In Monday’s blog we talked you through the various private sector housing options which you may be needing to consider. Today’s blog is a guest post from Beth, who is a student ambassador and also working with us this summer in our Accommodation Comms Team. She shares her experience about coming to Exeter as a late applicant and needing to secure somewhere to live in the private sector.
Getting into university is so exciting and with that comes the whole university experience that one imagines, hears about from parents, siblings and from friends but that is also shown on television shows and in every American sorority movie. If you are reading this then you know the story I’m talking about, especially when it comes to where you live and moving. Picture the scene: girl/boy heads to university, all their things packed up. If you’re headed down the Legally Blonde route, everything is colour coordinated and you’ve prepared yourself for every eventuality; you’ve even bought a full length mirror to get those night out pictures. Once the parents or guardians have set off, you finally get to meet the flatmates: if we’re thinking Pitch Perfect – someone we are pretty certain isn’t much like us and is perfectly comfortable with their own friends, or from Grown-ish a meeting that will change our whole entire university experience, because that person will become your best friend for years to come. Either way that perfect picture has always been ‘at university’; it’s never mattered what type of room it is, or whether it is catered or self-catered.

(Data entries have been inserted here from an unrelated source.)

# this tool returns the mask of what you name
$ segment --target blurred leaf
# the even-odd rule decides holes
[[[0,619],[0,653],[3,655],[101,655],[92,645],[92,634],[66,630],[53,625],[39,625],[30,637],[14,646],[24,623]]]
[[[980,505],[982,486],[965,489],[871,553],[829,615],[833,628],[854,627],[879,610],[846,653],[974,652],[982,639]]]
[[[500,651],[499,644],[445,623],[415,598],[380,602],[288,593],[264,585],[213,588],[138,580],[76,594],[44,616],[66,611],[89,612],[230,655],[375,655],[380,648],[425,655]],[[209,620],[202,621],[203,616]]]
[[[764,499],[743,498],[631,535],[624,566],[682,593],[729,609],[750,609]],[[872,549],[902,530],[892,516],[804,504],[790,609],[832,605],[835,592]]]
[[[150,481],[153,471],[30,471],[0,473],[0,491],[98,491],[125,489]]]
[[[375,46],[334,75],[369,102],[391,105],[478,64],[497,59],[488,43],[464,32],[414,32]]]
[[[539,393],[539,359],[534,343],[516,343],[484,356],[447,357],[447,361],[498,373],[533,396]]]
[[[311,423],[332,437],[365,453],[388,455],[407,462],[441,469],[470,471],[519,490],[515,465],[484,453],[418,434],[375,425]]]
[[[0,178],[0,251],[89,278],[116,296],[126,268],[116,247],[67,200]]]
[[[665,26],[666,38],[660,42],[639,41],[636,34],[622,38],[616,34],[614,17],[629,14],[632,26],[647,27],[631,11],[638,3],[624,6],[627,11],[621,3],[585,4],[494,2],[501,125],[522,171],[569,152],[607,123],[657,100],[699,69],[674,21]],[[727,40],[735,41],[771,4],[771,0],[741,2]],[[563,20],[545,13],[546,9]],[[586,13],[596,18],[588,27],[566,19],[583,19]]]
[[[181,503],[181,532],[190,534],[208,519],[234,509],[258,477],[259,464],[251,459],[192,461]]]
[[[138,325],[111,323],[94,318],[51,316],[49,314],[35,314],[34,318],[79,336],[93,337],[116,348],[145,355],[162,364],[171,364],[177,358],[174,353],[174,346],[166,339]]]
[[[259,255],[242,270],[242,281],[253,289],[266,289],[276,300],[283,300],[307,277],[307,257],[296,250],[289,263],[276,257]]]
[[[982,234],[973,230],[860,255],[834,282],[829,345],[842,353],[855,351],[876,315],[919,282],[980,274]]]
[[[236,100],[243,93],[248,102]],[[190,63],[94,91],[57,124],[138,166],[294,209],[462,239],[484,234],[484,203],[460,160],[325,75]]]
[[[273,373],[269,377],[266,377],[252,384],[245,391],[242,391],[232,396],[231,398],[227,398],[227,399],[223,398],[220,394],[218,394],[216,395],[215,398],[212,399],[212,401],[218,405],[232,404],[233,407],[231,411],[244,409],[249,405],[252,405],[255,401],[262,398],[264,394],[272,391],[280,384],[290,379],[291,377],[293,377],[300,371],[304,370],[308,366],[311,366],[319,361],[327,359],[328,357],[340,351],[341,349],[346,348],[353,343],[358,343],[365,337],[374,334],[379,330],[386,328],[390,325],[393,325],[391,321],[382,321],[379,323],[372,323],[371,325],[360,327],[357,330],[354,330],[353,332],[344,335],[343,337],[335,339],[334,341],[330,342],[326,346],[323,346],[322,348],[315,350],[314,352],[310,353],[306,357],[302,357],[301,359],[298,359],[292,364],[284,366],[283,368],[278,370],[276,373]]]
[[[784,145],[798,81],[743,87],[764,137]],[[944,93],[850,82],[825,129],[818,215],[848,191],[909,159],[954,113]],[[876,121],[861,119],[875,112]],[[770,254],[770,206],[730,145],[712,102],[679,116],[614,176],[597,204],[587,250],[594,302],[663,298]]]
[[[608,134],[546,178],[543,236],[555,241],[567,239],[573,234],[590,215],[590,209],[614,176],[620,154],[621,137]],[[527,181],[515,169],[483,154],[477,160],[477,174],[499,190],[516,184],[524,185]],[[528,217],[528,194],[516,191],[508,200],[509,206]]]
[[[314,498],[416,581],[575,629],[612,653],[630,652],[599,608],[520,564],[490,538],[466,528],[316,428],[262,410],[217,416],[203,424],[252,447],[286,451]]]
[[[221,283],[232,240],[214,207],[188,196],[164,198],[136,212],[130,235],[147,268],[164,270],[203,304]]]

So to learn that living in university residences may no longer be an option can be disheartening, but as someone who experienced this herself, I can tell you private housing is only what you make of it, so let’s make it worthwhile.
Here are a few tips that really helped me and in reality can work for any accommodation.
- Get to know who you will be living with. Moving away from home is stressful enough without being upset about your living situation, so once you get unpacked, head towards wherever your social area is and get talking. It may be easier to do this in a different environment, so make the first move, knock on everyone’s doors, introduce yourself and suggest you head to the local pub or grab something to eat. Be the ice-breaker; you may even bond about the circumstances you’ve found yourselves in.
- Get organised. Especially in private housing you have the added factor of a landlord, sometimes information needs to be shared to everyone about payment or house repairs and maybe even house viewings. It’s also in your best interests to be proactive in setting house rules and standards such as cleaning duties and rotas, agreements about people having guests over. Are you going to share household bills? If so how will payment work? How will you sort out house disputes? Will you grocery shop online together for a house delivery? What about having house dinners (themed cooking nights are a good idea, you learn new recipes and get a break from cooking)? Exchange contact numbers, or Facebook accounts, and form a central method of communication.
- Don’t isolate yourself. This works in two ways: university is a big place with many different personalities, so socialise with people on your course, join different societies and clubs, keep yourself busy; you can have more friends than just your housemates. But your housemates are also the people you will live with for the year so spend time together, whether that’s having games nights, watching TV together or having a meal; strengthening that relationship only betters your ability to live together harmoniously. Better yet try to mix groups together; friendships are to be shared.
- Finally, don’t dwell on things. Whatever is meant to be, will be and every opportunity is a new opportunity. You are not confined to a room and as you make friends you’ll find that your time is spent on campus, going out, in other people’s residences and soon in your own house. Everyone lives a different university experience and this one is just yours.
So whether you get to live like Gossip Girl‘s Blair Waldorf and Chuck Bass, or more like Poppy Moore in Wild Child, university is a brand new adventure so have fun, make the most of it and please, don’t go down the Bad Neighbours route; you can have fun whilst not being an absolute menace of a neighbour!
Thank you so much to Beth for sharing her positive insight and proof that you can still have the university experience even if you don’t get into the residence you had in mind. A couple of final points from us:
Completing your eInduction and booking your arrival
You will need to complete the online eInduction before you are able to book your arrival slot (not applicable to students who are holding an offer with one of our Nominations residences). The eInduction provides useful information about your residence and what you need to know prior to your arrival and during your stay. We recommend viewing our ‘How to complete the online eInduction‘ and ‘How to book my arrival slot’ videos for advice.
Been offered a room with one of our nomination partners?
Please remember that all your contract and arrival information will come via our partners, so make sure you check your emails to be up to date with the process of securing a room with them. They will also provide you with the necessary information for arranging your arrival.